The claims against the Sheriff's Office will be dismissed with prejudice.
b. Statute of limitations
A federal cause of action for violation of constitutional rights is provided by 42 USC § 1983. But it doesn't state an applicable statute of limitations. "To fill this gap, federal courts borrow the forum state's limitations period for personal-injury claims." Argueta v. City of Galveston , 2021 WL 137664, *1 (S.D. Tex.), citing Jackson v. Johnson , 950 F.2d 263, 265 (5th Cir. 1992). Tort claims in Texas face a two-year limitations bar. See Tex Civ Prac & Rem Code § 16.003(a). And so, all claims asserted by Bagley are subject to a two-year statute of limitations. See Winfrey v. Rogers , 901 F.3d 483, 492 (5th Cir. 2018), citing Gartrell v. Gaylor , 981 F.2d 254, 256 (5th Cir. 1993).
The parties agree that two years is the applicable limitations period. See Dkt 8 at 4–5; Dkt 16 at 5–6. But they disagree whether this two-year statute of limitations bars all of Bagley's claims. This raises questions as to both the accrual date and potential tolling of the statute.
As to the accrual date. While state law provides the pertinent statute of limitations for the § 1983 claim asserted by Bagley, federal law determines when such a claim accrues. For example, see Moore v. McDonald , 30 F.3d 616, 620–21 (5th Cir. 1994). The Fifth Circuit in general holds that a § 1983 claim accrues "when the plaintiff knows or has reason to know of the injury which is the basis of the action." Brockman v. Texas Department of Criminal Justice , 397 F. Appx. 18, 22 (5th Cir. 2010, per curiam ), quoting Jackson , 950 F.2d at 265. And specifically, a § 1983 claim for personal injuries due to inadequate medical treatment accrues when the plaintiff "knew or should have known that he was receiving inadequate treatment." Martinez v. Foster , 2017 WL 1173369, *1 (E.D. Tex.), citing Brockman , 397 F. Appx. at 22.

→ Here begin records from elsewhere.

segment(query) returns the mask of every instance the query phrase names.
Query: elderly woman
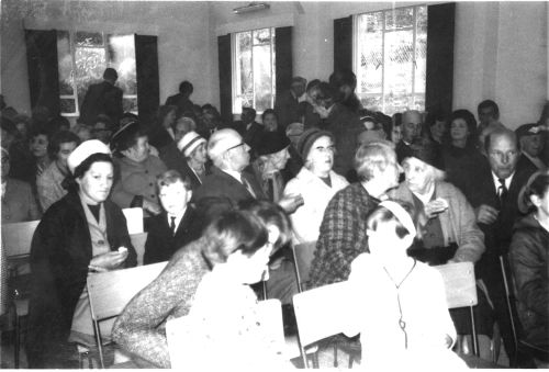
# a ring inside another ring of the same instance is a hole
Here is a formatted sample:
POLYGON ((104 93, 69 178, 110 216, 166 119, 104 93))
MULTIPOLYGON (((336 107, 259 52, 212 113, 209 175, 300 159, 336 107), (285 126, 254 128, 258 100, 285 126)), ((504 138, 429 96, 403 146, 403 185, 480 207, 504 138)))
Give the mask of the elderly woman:
POLYGON ((69 156, 68 167, 74 184, 46 211, 31 247, 30 368, 75 368, 76 347, 68 341, 93 340, 88 275, 136 264, 124 215, 108 200, 109 148, 87 140, 69 156))
POLYGON ((189 178, 192 190, 197 190, 208 174, 205 145, 206 140, 192 131, 184 134, 177 144, 177 148, 184 156, 184 161, 180 165, 181 174, 189 178))
MULTIPOLYGON (((259 217, 267 230, 272 232, 269 241, 273 250, 288 244, 290 221, 279 206, 254 201, 245 211, 259 217)), ((177 251, 161 274, 141 291, 116 319, 113 338, 124 350, 141 357, 134 358, 138 364, 170 367, 166 320, 189 314, 197 288, 210 272, 203 256, 209 239, 203 236, 177 251)))
POLYGON ((549 171, 534 173, 519 196, 529 214, 514 227, 509 263, 524 339, 549 351, 549 171))
POLYGON ((284 189, 284 195, 302 195, 304 201, 304 204, 290 215, 294 244, 318 238, 329 200, 349 184, 344 177, 332 170, 335 151, 332 133, 317 128, 304 132, 298 142, 298 151, 304 166, 284 189))
MULTIPOLYGON (((408 255, 432 266, 477 262, 485 249, 484 235, 466 196, 444 181, 442 161, 436 145, 426 139, 414 142, 402 167, 405 181, 391 191, 390 196, 414 206, 417 236, 408 255)), ((479 334, 491 336, 490 309, 480 290, 479 303, 475 309, 479 334)), ((451 315, 458 334, 469 334, 467 313, 458 309, 451 315)))
POLYGON ((139 206, 147 216, 157 215, 161 208, 155 182, 167 169, 163 160, 149 154, 145 129, 138 122, 130 122, 113 135, 112 143, 117 155, 112 201, 121 208, 139 206))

As to the state-law tort claims asserted by Bagley, they in general accrue when "facts come into existence that authorize a claimant to seek a judicial remedy." Valdez v. Hollenbeck , 465 S.W.3d 217, 229 (Tex. 2015). As such, with respect to these tort claims for personal injuries stemming from improper medical treatment, the state and federal rules are the same. That is, the cause of action accrues when the plaintiff has reason to know that he's receiving improper treatment. For example, Casarez v. NME Hospitals, Inc , 883 S.W.2d 360, 364–66 (Tex. App.—El Paso 1994, writ dism'd by agr.) ; see also Reeves v. Texas Department of Criminal Justice , 1999 WL 262139, *4 (Tex. App.—Amarillo, no pet.) (unpublished) (discussing accrual of state-law claims where § 1983 claim also asserted).
Bagley was incarcerated on September 15, 2017. He alleges that he wasn't given his prescribed epilepsy medication from that day through September 22nd. His complaint makes clear that he knew he was receiving inadequate medical care from his first day of his incarceration. Indeed, the allegations indicate that he and others several times brought this to the attention of those at the jail and attempted to correct his medication. Dkt 1 at ¶¶ 13–19.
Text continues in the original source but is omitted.